ドアを開けると赤司様がいました 177

 アップルハニーは、『時計仕掛けの林檎と蜂蜜と妹』に出て来る犬である。――ていうか、オレなんかの絵で構わねぇの?
「降旗、お前の描いたアップルハニーが凄い評判良かったんだ」
「うんうん、流石だねぇ。見る目のあるヤツは違うな」
 と、何故か征十郎もドヤ顔。
「描いてもいいけど――オレ、下手だよ」
「そこがいいんだって。さぁさぁ、描いて。どんどん描いて」
 黛サンは強引にオレを部屋に引っ張り込んだ。どうでもいいけど、黛サンの部屋、いい匂いがするなぁ……と思ったら、近くに薔薇が生けてあった。これで作者が女なら少女漫画家の世界だなぁ……。
「はい」
 紙と鉛筆を渡された。
「あ、ありがと……」
「礼を言うのはこちらの方だ。降旗、ありがとう」
 まぁ、雨もあがったし、屋外コートでバスケでもしようかと考えていたんだけど、濡れてて条件が悪そうだからなぁ……まぁ、それも悪条件でも練習こなす機会になって、オレにとっちゃいいかもしれないけど……。
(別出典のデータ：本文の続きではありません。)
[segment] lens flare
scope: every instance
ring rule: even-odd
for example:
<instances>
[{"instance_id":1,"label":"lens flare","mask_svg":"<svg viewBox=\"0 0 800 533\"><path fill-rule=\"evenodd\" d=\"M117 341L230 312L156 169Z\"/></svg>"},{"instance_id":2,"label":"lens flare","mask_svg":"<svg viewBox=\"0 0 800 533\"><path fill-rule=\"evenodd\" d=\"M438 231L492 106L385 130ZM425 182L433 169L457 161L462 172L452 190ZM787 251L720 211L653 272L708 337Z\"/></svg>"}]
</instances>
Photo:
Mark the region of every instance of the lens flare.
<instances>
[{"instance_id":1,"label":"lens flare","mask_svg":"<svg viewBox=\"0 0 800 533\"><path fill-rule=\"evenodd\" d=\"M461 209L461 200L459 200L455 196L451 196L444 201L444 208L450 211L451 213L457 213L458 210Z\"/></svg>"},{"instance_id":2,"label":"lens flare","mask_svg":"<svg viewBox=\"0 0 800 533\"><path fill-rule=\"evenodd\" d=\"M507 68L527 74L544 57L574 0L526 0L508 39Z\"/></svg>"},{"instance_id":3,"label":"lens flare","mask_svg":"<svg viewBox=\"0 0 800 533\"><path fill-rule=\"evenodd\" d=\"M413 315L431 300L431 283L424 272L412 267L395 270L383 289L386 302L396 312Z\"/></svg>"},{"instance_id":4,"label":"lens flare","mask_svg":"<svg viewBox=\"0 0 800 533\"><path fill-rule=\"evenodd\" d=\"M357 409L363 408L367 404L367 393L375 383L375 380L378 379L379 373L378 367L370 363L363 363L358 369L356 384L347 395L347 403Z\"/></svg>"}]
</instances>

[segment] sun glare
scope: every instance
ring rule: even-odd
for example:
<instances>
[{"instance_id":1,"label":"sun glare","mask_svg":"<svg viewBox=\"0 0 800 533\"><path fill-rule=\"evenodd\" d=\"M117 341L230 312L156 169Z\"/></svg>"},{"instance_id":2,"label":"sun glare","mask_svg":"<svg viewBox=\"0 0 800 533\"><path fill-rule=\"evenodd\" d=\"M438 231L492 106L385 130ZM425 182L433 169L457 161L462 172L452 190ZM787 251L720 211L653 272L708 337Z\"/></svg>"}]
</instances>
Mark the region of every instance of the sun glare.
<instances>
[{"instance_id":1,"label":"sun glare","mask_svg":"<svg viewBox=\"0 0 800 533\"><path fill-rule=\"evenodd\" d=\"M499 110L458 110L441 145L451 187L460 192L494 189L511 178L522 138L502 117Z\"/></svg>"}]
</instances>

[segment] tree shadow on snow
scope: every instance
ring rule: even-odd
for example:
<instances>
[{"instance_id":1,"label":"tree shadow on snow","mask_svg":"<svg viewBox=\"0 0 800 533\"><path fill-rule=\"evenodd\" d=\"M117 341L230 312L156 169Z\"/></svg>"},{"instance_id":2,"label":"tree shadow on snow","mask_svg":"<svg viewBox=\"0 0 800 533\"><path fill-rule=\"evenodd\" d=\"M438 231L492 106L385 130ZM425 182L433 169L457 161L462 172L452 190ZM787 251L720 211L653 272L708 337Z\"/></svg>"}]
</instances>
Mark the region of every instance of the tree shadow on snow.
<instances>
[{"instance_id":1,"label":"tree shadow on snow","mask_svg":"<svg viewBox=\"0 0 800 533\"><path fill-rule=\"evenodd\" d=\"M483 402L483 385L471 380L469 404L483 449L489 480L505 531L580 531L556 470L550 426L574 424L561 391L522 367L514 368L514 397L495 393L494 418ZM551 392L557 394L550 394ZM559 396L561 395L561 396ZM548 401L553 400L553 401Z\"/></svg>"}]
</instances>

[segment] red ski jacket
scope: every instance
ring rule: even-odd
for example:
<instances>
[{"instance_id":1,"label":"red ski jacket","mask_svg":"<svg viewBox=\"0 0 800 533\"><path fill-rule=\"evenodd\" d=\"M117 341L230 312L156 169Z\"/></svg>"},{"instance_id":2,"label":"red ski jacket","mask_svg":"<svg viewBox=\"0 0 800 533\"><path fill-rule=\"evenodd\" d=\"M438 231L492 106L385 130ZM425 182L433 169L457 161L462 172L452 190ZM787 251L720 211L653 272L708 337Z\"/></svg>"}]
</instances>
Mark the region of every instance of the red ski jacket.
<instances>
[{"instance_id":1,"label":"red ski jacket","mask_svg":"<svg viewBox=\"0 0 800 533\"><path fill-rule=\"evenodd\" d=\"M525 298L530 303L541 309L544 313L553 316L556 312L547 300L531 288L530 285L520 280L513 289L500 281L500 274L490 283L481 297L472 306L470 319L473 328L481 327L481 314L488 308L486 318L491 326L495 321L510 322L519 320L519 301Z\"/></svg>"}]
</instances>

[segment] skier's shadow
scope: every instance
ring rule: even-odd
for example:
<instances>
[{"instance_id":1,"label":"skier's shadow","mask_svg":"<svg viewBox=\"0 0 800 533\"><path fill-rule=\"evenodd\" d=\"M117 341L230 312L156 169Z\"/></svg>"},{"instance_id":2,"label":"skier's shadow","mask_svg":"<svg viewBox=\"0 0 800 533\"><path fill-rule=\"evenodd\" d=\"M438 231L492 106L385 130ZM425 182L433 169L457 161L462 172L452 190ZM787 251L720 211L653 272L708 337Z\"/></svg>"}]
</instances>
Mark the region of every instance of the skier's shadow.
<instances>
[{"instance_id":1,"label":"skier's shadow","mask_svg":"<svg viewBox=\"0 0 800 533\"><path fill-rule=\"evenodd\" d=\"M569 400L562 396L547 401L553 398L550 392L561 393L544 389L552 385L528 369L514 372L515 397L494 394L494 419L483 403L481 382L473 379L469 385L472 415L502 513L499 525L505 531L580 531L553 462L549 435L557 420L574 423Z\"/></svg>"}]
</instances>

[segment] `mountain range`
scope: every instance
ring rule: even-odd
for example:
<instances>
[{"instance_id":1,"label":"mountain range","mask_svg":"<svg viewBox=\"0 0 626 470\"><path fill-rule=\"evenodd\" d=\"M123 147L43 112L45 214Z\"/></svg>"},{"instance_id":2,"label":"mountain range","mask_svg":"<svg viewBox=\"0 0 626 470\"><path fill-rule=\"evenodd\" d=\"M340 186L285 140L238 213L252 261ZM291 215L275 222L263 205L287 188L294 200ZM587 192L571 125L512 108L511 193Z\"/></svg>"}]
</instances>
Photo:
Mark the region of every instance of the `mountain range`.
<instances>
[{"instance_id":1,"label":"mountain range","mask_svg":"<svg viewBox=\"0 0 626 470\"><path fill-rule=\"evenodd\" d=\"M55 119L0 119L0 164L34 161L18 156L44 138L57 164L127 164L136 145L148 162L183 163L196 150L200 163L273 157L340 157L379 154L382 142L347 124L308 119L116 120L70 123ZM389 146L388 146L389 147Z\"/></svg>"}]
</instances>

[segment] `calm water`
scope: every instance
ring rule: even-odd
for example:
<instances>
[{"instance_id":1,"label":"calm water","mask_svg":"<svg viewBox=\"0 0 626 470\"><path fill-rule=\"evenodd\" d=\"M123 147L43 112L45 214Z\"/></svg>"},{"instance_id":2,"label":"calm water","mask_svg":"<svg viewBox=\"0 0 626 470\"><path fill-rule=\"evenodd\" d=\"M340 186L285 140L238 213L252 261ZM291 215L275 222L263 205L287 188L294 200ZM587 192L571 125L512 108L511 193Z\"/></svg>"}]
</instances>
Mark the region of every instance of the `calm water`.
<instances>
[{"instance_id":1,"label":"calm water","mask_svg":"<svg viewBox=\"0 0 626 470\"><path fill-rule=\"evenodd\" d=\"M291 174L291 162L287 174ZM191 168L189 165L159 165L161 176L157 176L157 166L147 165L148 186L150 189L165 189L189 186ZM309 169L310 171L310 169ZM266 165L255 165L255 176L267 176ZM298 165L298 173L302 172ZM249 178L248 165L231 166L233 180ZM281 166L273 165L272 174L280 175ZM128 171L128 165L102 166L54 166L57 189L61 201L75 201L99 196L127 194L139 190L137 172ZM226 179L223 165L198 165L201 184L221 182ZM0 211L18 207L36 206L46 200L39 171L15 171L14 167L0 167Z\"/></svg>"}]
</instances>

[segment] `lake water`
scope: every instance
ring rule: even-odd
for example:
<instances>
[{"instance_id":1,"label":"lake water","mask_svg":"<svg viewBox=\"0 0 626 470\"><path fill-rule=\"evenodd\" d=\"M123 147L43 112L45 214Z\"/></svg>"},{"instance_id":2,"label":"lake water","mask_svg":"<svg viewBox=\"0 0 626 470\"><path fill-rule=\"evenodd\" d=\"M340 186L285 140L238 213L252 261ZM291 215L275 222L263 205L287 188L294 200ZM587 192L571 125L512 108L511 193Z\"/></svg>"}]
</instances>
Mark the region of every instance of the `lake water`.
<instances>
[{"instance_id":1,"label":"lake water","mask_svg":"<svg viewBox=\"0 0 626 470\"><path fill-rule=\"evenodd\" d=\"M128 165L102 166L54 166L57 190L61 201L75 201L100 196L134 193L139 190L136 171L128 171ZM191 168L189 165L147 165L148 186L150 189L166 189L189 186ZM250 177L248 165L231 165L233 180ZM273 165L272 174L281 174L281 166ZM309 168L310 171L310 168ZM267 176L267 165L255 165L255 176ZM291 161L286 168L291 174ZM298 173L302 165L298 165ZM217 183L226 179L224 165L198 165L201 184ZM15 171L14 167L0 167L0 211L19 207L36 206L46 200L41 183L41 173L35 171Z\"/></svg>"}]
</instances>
 それにしても、オレのアップルハニーがそんなに好評だったなんて――なんか、嬉しいなぁ……。
「……まぁ、パソコンで頼むと言うやり方もあったんだけどな。降旗、あんまりパソコン得意じゃなさそうだもんな」
 確かに、オレはあまりパソコンはいじらねぇけど、LINEならよくする。
「因みにこの話は征一郎から聞いた」
「なっ……千尋……いや、黛サン、ばらさないでくださいよ!」
「オレは別にいいよ。征一郎の言う通りだし。赤司達はパソコンでなんかやってるみたいだけど」
 赤司達はパソコンもバリバリ使いこなしている。流石は赤司達。
 オレ達は和やかに談笑しながら作業を進める。黛サンだけ、ドリンク片手にパソコンの画面見て頑張っていた。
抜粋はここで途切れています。